Yet, even among the top seven, there is surely to be some dispute. Babson College’s Olin Graduate School of Business, long known as a pioneer in the field of entrepreneurship, was ranked second. The University of Virginia’s Darden School and Dartmouth College’s Tuck School surprisingly came in third and fourth, respectively. No. 5 UCLA, No. 6 Berkeley and No 7 Wharton were next, before the first non-U.S. school on the list, IE Business School in Spain.

Overall, the FT list undervalues the entrepreneurship initiatives at some business schools, including Harvard Business School and MIT Sloan. Even worse, it completely ignores many schools, including Northwestern’s Kellogg School, Michigan’s Ross, and Indiana University’s Kelley School of Business, which frankly boast more robust programs in entrepreneurship than several of the schools that made the list.

MANY EXCELLENT BUSINESS SCHOOLS FAIL TO MAKE THE FT LIST

In fact, it may very well be possible to compose a ranking of schools that are missing in action here that are among the world’s best in teaching entrepreneurship to MBAs. That list would include Carnegie Mellon in the field or robotics, Vanderbilt in healthcare, the University of Washington in software, Texas and Rice in energy and life sciences, and Washington University in all things tech. It’s possible they were excluded because the sample of alumni respondents was too thin: To be ranked, at least 15 alumni entrepreneurs at a school had to respond to the survey.

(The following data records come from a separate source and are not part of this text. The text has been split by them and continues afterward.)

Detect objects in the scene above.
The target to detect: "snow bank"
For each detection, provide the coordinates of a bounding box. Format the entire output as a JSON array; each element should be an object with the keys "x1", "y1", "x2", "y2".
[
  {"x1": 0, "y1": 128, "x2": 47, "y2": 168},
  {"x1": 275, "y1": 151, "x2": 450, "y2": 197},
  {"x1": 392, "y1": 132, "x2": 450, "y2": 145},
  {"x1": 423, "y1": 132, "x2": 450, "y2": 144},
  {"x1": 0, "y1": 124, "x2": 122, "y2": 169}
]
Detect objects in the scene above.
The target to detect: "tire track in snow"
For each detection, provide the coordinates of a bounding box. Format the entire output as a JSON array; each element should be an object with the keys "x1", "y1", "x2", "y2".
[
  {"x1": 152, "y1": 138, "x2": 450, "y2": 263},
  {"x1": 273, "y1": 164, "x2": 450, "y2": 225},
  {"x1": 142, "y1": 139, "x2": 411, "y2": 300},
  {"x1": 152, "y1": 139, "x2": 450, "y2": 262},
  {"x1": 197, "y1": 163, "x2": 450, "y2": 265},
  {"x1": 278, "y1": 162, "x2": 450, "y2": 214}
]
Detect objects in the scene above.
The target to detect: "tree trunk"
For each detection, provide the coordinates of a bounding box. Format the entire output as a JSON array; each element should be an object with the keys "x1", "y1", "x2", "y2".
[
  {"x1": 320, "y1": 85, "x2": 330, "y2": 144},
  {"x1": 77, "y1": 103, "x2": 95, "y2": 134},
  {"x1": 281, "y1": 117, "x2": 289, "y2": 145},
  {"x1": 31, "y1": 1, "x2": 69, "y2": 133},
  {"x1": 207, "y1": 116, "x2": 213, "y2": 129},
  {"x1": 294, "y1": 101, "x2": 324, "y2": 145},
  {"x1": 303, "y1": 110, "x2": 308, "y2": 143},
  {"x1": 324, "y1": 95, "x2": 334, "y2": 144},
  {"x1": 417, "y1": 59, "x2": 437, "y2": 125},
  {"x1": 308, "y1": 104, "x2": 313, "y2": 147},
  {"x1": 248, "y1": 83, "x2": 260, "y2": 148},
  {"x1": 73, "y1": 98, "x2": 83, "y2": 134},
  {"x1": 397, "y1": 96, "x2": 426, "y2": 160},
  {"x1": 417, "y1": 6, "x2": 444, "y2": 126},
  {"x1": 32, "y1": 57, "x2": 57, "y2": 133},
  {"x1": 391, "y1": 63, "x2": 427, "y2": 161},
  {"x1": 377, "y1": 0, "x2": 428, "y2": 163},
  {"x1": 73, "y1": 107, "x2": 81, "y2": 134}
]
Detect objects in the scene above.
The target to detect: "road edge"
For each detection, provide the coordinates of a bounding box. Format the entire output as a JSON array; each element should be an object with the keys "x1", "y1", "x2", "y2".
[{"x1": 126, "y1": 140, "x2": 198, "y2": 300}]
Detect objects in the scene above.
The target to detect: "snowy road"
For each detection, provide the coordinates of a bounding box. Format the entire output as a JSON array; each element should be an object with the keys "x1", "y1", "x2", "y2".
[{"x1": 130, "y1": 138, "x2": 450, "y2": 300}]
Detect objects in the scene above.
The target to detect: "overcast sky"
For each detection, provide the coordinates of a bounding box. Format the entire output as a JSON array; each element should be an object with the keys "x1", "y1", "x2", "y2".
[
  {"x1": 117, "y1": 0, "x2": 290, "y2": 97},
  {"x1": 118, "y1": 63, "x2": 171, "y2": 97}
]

Like most rankings, this one also suffers from credibility-destroying volatility. This is only the second year the Financial Times has cobbled together a ranking of entrepreneurship at the world’s top business schools. The first list only ranked ten schools, but four of them, including the previously No. 3 University of San Diego, failed to make this second list. MIT Sloan, ranked second behind only Stanford last year, placed 11th this year. Babson, which was ranked eighth last year, shot up to second place now. Harvard, fifth in 2015, now finds itself 13th.

Still, the Financial Times draws on some fascinating data to compose its ranking. The editors take answers to several questions on their annual survey of MBA alumni to crank out this assessment of B-school entrepreneurship. In the mix of metrics are the percentage of grads who actually started a company within three years of graduation, the percentage who raised all or part of their equity from investors, the percentage of companies started in 2013 or earlier that are still operating at the end of 2014.

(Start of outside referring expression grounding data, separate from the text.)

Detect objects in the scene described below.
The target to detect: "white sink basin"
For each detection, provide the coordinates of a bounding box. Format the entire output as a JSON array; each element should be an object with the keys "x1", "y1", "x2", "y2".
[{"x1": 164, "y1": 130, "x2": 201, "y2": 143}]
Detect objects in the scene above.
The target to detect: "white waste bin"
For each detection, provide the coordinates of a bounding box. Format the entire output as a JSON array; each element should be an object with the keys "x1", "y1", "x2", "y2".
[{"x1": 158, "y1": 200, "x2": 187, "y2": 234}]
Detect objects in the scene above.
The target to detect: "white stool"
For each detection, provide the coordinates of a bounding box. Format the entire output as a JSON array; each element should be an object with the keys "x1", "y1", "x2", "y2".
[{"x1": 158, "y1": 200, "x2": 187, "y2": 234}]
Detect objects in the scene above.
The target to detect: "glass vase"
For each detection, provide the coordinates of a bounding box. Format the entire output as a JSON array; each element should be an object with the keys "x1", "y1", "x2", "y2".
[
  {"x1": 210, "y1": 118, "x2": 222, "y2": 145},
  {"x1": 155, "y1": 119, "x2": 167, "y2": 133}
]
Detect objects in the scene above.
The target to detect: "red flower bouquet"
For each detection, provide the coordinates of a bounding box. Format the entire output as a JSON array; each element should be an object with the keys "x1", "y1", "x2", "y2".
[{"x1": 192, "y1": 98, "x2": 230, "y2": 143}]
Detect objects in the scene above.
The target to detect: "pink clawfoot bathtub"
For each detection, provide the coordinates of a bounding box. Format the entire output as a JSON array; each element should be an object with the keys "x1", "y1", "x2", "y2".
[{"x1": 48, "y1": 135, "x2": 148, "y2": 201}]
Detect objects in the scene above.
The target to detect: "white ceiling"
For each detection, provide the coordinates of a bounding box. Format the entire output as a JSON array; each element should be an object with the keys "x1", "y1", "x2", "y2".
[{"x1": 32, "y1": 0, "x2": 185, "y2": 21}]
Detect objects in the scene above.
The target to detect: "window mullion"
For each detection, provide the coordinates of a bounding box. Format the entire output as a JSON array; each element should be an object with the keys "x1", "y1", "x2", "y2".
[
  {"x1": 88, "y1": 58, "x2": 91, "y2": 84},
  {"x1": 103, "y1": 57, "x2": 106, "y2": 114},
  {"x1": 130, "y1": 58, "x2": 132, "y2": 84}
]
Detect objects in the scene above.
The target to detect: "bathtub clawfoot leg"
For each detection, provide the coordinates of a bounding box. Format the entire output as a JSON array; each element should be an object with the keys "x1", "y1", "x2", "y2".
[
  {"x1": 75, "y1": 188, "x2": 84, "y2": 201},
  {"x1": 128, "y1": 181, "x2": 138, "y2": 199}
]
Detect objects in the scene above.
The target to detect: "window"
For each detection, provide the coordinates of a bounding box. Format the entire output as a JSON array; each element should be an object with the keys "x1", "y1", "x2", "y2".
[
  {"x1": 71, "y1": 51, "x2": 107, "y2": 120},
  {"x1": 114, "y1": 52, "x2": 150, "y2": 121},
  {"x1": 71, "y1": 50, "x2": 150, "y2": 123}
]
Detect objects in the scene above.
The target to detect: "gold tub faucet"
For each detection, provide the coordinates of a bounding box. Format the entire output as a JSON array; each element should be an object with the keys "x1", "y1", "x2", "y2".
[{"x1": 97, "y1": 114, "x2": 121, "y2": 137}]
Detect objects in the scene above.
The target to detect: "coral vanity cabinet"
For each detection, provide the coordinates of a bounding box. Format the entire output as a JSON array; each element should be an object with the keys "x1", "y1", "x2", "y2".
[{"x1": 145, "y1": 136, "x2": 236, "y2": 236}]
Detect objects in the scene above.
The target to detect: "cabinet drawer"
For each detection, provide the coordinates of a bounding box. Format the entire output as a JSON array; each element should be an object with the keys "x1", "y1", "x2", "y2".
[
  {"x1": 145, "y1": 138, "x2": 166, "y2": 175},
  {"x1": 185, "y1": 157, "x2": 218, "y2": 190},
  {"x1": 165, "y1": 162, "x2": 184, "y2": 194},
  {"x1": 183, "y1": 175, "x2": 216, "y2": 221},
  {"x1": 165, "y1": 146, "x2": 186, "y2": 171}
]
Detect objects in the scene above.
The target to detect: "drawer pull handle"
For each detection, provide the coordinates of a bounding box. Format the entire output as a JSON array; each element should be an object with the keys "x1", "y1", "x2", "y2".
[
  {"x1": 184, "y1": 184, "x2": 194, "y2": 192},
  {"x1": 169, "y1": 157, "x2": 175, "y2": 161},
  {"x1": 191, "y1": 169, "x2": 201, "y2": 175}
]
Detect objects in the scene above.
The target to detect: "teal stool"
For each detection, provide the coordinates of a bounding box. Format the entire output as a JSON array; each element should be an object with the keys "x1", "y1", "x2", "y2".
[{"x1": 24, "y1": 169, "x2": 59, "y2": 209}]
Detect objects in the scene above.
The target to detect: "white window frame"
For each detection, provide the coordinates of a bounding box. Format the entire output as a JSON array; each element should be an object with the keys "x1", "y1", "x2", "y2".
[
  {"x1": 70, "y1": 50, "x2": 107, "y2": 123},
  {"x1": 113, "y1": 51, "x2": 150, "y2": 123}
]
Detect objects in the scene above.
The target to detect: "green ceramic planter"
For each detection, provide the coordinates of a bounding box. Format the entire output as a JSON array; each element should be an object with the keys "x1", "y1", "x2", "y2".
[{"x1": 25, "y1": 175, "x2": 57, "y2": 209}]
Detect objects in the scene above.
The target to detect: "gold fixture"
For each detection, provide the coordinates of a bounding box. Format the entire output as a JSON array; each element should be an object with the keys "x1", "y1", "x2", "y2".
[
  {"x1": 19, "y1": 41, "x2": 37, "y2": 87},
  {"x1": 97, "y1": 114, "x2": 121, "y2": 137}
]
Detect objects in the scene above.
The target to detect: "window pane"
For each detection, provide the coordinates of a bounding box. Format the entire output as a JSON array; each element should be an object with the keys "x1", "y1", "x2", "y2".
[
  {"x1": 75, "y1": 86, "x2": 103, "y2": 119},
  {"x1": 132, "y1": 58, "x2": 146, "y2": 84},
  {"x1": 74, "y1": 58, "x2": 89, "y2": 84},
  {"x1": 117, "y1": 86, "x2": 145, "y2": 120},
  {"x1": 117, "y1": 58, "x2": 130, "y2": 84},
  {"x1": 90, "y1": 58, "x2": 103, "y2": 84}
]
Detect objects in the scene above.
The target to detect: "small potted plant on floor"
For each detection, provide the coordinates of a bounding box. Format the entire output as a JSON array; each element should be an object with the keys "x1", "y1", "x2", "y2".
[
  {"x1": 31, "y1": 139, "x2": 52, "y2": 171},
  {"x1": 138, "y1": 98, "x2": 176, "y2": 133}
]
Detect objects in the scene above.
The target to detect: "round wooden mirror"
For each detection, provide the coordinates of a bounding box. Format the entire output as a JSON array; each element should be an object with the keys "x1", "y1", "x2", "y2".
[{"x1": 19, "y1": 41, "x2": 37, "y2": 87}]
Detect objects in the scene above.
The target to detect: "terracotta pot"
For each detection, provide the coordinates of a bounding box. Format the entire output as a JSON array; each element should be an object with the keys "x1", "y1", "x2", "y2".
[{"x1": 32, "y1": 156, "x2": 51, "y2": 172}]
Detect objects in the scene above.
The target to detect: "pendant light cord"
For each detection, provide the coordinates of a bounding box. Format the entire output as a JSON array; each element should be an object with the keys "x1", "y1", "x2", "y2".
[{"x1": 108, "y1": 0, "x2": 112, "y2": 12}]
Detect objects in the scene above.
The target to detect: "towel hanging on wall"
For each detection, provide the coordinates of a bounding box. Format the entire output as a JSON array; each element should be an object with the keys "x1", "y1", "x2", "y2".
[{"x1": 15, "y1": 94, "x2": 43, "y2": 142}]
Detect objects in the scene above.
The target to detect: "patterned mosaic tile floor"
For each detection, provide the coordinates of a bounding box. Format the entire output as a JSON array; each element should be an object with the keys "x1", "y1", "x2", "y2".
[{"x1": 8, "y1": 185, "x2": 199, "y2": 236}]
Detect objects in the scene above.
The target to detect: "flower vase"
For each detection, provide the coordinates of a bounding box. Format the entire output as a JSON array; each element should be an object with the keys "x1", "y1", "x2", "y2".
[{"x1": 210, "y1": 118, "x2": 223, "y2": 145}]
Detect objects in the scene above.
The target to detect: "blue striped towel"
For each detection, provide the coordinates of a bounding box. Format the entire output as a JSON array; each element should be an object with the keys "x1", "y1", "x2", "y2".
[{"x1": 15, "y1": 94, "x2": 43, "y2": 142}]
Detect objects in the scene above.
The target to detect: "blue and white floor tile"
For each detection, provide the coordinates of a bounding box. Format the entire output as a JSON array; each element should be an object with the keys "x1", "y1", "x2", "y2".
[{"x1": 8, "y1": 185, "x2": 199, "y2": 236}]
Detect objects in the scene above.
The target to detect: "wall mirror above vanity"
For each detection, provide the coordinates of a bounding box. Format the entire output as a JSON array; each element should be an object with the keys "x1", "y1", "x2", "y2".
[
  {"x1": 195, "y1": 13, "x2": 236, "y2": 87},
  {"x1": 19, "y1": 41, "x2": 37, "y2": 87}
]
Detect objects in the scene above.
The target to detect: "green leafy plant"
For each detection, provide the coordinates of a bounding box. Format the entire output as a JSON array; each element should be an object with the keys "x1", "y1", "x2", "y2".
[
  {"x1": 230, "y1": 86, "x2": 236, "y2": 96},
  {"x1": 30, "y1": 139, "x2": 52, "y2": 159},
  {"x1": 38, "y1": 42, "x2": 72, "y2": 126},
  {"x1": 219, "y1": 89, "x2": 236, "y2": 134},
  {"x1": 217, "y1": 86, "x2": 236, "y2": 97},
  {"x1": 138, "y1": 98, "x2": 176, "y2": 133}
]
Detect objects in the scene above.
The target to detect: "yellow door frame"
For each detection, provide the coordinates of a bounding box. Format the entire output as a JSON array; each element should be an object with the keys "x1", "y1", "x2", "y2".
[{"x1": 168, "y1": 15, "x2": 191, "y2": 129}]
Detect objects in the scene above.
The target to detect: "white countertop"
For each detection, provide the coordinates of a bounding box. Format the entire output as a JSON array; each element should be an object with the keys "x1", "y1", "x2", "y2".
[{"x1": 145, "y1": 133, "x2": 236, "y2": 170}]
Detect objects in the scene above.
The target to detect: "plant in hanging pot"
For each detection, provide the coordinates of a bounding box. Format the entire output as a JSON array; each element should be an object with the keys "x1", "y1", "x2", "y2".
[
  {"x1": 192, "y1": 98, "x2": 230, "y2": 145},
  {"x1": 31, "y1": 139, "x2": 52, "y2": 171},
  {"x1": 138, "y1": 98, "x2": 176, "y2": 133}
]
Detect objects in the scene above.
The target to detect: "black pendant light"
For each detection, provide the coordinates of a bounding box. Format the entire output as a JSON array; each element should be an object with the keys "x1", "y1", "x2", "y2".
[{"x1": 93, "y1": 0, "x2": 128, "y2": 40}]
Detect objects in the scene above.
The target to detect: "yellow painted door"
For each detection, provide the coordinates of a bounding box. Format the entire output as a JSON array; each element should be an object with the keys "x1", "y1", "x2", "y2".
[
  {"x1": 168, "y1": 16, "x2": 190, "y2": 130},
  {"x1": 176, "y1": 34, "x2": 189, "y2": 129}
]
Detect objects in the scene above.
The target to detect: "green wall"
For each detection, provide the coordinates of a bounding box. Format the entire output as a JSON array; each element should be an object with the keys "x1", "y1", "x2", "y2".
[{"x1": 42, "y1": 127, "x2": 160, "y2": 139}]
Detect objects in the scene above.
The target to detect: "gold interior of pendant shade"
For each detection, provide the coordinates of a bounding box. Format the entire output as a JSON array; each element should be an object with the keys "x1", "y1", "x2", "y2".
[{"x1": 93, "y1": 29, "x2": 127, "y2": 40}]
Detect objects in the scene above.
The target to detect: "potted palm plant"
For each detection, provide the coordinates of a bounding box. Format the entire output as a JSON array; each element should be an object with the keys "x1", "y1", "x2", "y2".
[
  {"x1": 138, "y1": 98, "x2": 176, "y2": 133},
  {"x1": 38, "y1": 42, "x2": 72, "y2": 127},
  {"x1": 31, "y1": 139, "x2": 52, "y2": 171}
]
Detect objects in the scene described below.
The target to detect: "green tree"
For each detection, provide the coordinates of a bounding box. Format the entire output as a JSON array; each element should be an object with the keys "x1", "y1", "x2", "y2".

The most eye-opening finding has little to do with the ranking: It is the explosion in MBA entrepreneurship just after graduation. While only 5% of graduating MBAs do startups, the FT found that an average of 19% of MBA alumni have become founders within three years of graduation (see How MBA Employment Reports Understate The Startup Mania). That finding certainly justifies all the attention business schools are paying to entrepreneurship these days, with new courses, more faculty, and business plan competitions.

AN IMPROVEMENT FROM OTHER ENTREPRENEURIAL RANKINGS

The ranking also factors in the opinions of alumni on both the school and the alumni network, including the extent to which a school and the network helped the founders start the company and secure funding for it. The FT also attempts to measure alumni sentiment on whether the skills gained during the MBA encouraged the entrepreneurs to start their companies. These are all solid measurements, even if the results appear problematic and flawed.

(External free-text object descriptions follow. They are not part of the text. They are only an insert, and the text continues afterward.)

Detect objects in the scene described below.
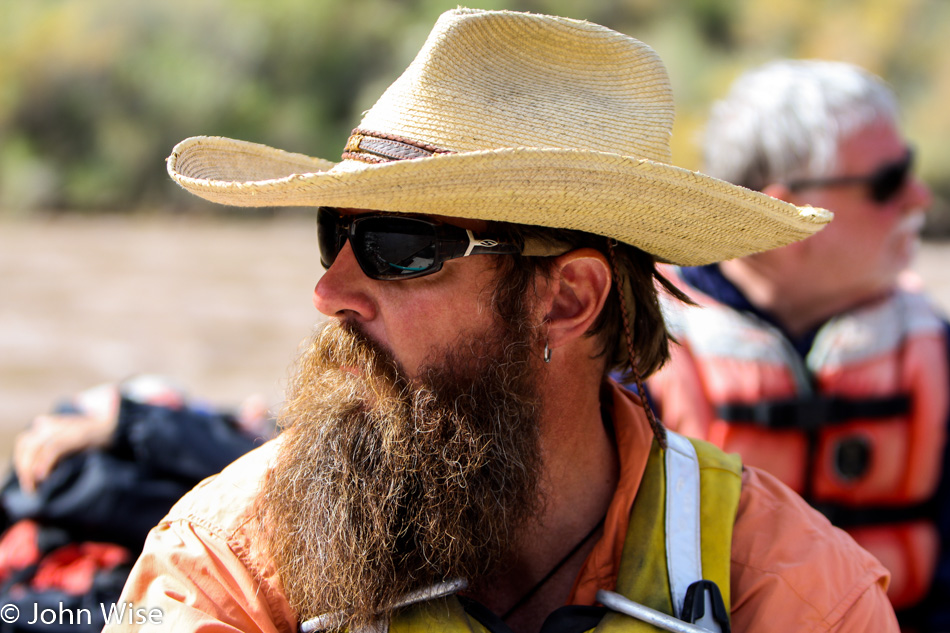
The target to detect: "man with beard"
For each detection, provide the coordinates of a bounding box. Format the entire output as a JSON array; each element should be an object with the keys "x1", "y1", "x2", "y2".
[
  {"x1": 645, "y1": 60, "x2": 947, "y2": 630},
  {"x1": 106, "y1": 9, "x2": 898, "y2": 633}
]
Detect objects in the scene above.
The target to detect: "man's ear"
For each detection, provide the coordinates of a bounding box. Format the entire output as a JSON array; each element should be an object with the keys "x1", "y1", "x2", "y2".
[{"x1": 543, "y1": 248, "x2": 612, "y2": 351}]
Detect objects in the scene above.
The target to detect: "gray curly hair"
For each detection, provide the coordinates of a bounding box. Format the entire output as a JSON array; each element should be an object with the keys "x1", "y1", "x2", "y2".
[{"x1": 703, "y1": 59, "x2": 899, "y2": 191}]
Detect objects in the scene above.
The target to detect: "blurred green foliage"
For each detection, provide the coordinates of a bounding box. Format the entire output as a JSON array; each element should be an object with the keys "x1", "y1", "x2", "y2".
[{"x1": 2, "y1": 0, "x2": 950, "y2": 227}]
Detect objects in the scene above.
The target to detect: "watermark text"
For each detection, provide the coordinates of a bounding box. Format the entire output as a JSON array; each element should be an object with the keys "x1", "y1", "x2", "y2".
[{"x1": 0, "y1": 602, "x2": 164, "y2": 626}]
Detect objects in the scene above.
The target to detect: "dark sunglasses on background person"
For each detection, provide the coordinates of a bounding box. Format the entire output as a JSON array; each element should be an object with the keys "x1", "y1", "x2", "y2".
[
  {"x1": 785, "y1": 149, "x2": 914, "y2": 204},
  {"x1": 317, "y1": 207, "x2": 569, "y2": 281}
]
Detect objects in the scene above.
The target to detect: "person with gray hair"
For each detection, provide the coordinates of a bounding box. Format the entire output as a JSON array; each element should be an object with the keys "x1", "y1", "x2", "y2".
[
  {"x1": 702, "y1": 59, "x2": 900, "y2": 194},
  {"x1": 648, "y1": 59, "x2": 946, "y2": 630}
]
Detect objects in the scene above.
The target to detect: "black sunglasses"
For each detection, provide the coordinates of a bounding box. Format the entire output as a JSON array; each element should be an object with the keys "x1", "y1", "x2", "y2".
[
  {"x1": 786, "y1": 149, "x2": 914, "y2": 204},
  {"x1": 317, "y1": 207, "x2": 565, "y2": 281}
]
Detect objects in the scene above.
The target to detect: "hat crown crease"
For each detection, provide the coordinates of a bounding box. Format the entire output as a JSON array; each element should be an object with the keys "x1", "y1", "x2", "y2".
[{"x1": 358, "y1": 9, "x2": 675, "y2": 163}]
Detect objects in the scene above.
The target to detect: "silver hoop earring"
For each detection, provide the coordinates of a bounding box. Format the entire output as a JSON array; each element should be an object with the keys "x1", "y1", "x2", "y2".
[{"x1": 543, "y1": 342, "x2": 552, "y2": 363}]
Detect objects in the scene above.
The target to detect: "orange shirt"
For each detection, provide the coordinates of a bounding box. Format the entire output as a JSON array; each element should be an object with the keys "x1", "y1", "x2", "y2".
[{"x1": 104, "y1": 381, "x2": 896, "y2": 632}]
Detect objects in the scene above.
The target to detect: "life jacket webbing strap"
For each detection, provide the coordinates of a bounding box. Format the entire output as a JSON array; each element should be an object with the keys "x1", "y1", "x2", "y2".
[
  {"x1": 664, "y1": 431, "x2": 702, "y2": 620},
  {"x1": 812, "y1": 499, "x2": 934, "y2": 527},
  {"x1": 716, "y1": 393, "x2": 910, "y2": 430}
]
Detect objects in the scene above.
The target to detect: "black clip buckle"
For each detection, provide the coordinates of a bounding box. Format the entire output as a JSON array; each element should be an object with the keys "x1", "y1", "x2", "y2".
[{"x1": 682, "y1": 580, "x2": 730, "y2": 633}]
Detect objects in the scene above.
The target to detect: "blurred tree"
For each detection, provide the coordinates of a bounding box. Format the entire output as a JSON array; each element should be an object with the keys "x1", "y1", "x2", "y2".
[{"x1": 1, "y1": 0, "x2": 948, "y2": 230}]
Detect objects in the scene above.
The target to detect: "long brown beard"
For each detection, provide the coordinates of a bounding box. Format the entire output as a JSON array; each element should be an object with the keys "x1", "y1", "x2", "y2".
[{"x1": 258, "y1": 313, "x2": 544, "y2": 627}]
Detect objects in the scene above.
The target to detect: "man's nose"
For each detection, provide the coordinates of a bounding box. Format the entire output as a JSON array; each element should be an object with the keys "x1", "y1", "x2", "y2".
[
  {"x1": 903, "y1": 173, "x2": 933, "y2": 213},
  {"x1": 313, "y1": 241, "x2": 377, "y2": 321}
]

That’s why the expanded FT list represents an improvement over all existing efforts to rank schools on this subject. With its purposely vague methodology, the annual ranking by Entrepreneur magazine has long been a running joke among business school deans and entrepreneurship directors. The U.S. only U.S. News ranking–based solely on the opinions of deans and MBA directors–is more of a popularity contest than an intellectually honest effort to measure the quality of these programs. Even Poets&Quants‘ ranking–based on the number of MBA startups a school has put on an annual list of the top 100 startups gaining the most funding–is highly limiting in nature because it doesn’t take into account the amount of bootstrapping by MBA founders.

Still, the drawback to the ranking is that it relies solely on alumni input from a survey designed for another purpose entirely–the newspaper’s global MBA ranking published in January of this year. The small sample size not merely leaves out obvious world-class players in entrepreneurship. It also leads to conclusions that are hardly statistically valid. The difference between the average score of the top 25 schools and all the other unnamed schools in the sample on any question, for example. are so close as to be meaningless. At the 25 ranked institutions, the average score was 8.2 on whether the alumni network was helpful to an MBA founder in starting a business. At all the other schools it was 7.8, a difference that would be even less if the best schools were included in the overall average. That’s not much of a gap at all.